Python2，可接受str，unicode，总是返回unicode

def to_unicode(unicode_or_str):
    if isinstance(unicode_or_str, str):
        value = unicode_or_str.decode("utf-8")
    else:
        value = unicode_or_str
    return value

Python2，可接受str，unicode，总是返回str

def to_str(unicode_or_str):
    if isinstance(unicode_or_str, unicode):
        value = unicode_or_str.encode("utf-8")
    else:
        value = unicode_or_str
    return value

open的差异

在Python3中如果通过内置的open获取到文件的句柄，那么该句柄的默认编码是utf-8。

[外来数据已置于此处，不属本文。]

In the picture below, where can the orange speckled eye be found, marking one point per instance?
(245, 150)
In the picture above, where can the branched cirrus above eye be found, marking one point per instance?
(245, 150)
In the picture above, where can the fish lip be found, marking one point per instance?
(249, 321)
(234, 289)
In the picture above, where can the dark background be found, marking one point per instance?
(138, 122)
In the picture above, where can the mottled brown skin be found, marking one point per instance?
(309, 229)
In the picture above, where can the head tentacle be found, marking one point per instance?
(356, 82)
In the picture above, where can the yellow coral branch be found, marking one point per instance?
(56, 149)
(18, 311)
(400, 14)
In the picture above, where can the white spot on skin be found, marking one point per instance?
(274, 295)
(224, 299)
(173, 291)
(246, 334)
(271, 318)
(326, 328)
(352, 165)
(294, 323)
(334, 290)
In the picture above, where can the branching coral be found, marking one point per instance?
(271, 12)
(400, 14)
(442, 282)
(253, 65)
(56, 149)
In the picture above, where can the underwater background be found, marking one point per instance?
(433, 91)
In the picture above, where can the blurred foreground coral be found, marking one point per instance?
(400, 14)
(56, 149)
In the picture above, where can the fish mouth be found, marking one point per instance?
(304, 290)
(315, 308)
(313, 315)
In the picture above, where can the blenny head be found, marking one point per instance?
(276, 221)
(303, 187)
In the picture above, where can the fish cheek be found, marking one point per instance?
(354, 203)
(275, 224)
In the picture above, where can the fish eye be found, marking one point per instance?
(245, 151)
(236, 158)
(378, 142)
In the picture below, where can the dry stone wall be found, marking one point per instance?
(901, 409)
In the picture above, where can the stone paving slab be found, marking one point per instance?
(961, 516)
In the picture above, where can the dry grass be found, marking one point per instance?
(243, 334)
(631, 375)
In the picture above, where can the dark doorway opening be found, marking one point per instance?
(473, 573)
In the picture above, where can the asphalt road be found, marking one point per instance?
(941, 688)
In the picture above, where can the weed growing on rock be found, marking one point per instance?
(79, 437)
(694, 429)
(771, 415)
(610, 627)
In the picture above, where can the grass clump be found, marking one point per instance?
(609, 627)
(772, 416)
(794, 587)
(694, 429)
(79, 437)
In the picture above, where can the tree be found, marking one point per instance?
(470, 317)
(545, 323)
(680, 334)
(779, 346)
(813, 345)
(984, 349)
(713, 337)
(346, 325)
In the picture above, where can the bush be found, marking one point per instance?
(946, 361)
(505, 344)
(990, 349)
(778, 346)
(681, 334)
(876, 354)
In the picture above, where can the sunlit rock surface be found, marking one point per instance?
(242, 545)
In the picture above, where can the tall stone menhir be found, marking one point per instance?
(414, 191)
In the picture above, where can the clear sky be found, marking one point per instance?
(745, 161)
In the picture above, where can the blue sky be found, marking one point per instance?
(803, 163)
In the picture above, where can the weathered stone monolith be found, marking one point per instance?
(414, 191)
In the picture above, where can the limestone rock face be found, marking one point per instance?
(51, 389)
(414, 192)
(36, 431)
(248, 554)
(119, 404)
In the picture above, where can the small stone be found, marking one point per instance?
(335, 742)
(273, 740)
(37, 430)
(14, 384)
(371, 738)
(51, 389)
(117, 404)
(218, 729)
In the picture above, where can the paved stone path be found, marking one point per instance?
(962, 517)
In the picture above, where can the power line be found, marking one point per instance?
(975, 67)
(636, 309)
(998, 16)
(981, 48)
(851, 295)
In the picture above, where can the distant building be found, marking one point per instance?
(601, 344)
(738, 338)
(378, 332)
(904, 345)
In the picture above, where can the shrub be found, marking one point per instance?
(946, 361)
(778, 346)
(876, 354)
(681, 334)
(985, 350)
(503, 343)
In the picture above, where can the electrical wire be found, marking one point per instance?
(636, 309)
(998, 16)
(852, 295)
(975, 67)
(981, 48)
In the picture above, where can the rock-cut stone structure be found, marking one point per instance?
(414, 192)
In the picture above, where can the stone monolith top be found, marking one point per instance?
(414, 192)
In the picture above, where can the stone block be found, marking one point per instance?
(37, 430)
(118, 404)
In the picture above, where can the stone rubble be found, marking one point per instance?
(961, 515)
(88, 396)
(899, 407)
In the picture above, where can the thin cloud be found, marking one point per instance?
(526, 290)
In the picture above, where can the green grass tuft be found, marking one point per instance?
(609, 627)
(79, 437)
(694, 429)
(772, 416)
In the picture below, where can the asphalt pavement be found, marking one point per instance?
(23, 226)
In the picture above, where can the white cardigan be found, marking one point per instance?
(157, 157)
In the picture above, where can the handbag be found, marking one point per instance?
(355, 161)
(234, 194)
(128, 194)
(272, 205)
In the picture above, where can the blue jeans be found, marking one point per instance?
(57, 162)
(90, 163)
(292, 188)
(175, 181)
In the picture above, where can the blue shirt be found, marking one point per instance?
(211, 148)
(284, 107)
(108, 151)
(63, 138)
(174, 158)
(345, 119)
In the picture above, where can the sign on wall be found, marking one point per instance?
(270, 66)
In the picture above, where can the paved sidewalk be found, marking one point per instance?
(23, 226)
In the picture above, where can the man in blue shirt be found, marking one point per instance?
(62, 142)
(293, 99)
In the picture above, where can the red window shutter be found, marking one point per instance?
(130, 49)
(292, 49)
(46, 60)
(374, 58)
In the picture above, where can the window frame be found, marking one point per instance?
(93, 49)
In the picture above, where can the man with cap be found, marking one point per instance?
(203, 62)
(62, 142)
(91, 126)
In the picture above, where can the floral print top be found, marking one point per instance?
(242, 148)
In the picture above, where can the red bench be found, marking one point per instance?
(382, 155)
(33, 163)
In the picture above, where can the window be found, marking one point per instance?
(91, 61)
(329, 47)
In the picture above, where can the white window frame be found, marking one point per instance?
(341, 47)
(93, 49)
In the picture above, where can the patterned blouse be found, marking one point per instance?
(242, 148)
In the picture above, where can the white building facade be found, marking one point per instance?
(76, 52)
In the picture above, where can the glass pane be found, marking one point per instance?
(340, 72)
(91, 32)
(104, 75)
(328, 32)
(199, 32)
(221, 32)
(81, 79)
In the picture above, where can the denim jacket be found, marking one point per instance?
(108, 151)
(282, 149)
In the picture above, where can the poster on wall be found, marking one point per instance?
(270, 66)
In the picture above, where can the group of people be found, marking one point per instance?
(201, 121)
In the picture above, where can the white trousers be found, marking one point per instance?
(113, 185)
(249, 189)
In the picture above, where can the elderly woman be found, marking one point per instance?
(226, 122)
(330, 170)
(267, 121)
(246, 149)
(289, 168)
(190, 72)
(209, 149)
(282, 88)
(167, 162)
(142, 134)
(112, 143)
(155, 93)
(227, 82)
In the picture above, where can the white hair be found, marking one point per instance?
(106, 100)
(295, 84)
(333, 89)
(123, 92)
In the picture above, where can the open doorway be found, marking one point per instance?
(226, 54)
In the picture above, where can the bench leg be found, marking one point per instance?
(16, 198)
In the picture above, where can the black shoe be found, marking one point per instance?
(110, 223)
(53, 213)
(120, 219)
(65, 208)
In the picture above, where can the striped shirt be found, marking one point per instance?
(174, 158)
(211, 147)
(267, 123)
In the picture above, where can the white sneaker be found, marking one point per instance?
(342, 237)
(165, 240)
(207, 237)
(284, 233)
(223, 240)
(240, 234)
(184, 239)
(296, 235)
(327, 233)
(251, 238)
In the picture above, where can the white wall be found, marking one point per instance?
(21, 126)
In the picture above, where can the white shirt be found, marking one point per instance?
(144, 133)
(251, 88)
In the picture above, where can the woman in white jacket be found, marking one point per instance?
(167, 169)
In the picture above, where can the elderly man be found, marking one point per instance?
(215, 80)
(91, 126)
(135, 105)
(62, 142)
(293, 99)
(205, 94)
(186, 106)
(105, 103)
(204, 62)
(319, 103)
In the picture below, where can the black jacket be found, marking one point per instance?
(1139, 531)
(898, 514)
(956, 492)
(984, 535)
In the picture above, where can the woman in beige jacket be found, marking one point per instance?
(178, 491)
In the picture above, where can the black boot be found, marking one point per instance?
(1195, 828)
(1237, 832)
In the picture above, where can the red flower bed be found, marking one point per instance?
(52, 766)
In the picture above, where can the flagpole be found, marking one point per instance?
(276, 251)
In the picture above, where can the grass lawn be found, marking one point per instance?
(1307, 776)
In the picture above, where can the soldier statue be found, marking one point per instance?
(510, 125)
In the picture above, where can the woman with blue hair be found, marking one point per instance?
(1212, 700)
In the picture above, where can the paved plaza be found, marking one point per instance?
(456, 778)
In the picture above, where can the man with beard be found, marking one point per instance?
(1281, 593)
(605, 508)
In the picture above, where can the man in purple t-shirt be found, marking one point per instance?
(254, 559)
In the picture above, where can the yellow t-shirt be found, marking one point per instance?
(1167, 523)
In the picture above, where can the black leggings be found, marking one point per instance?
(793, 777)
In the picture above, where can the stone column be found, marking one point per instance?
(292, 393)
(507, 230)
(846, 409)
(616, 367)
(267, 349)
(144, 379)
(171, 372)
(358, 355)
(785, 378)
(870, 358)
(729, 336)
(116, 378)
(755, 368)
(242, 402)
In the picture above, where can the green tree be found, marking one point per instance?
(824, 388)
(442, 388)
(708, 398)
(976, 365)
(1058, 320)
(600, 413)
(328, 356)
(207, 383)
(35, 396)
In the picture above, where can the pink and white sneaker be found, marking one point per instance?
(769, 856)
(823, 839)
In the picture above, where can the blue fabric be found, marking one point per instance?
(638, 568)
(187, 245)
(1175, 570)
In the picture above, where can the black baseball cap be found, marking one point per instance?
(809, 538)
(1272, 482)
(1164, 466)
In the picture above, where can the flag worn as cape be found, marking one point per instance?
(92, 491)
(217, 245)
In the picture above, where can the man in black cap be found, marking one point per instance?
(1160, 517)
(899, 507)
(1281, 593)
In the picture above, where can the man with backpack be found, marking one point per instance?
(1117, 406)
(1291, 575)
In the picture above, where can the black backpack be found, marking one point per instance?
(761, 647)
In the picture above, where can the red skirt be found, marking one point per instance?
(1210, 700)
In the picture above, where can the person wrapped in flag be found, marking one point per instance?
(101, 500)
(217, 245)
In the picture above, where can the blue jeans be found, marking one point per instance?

而Python2中默认是的二进制。例如下面代码在Python2中可以运行，但是Python会出现错误

1 2	with open("/tmp/test.txt", "w") as f: f.write(os.urandom(10))

发生错误的原因是Python3为open函数添加了新的参数encoding，而这个参数的默认值是utf-8，这样在文件句柄上进行read和write的时候，就要求传入的值是包含unicode字符串的str实例，而不接受二进制数据的bytes类型。为了解决这个问题，我们必须用二进制写入模式(wb)来操作文件，而不能像以前一样，使用w。这样就能兼容Python2和3，代码如下：

1 2	with open("/tmp/test.txt", "wb") as f: f.write(os.urandom(10))

同样的道理，从文件中读取文件也适用rb模式，而不要使用r模式。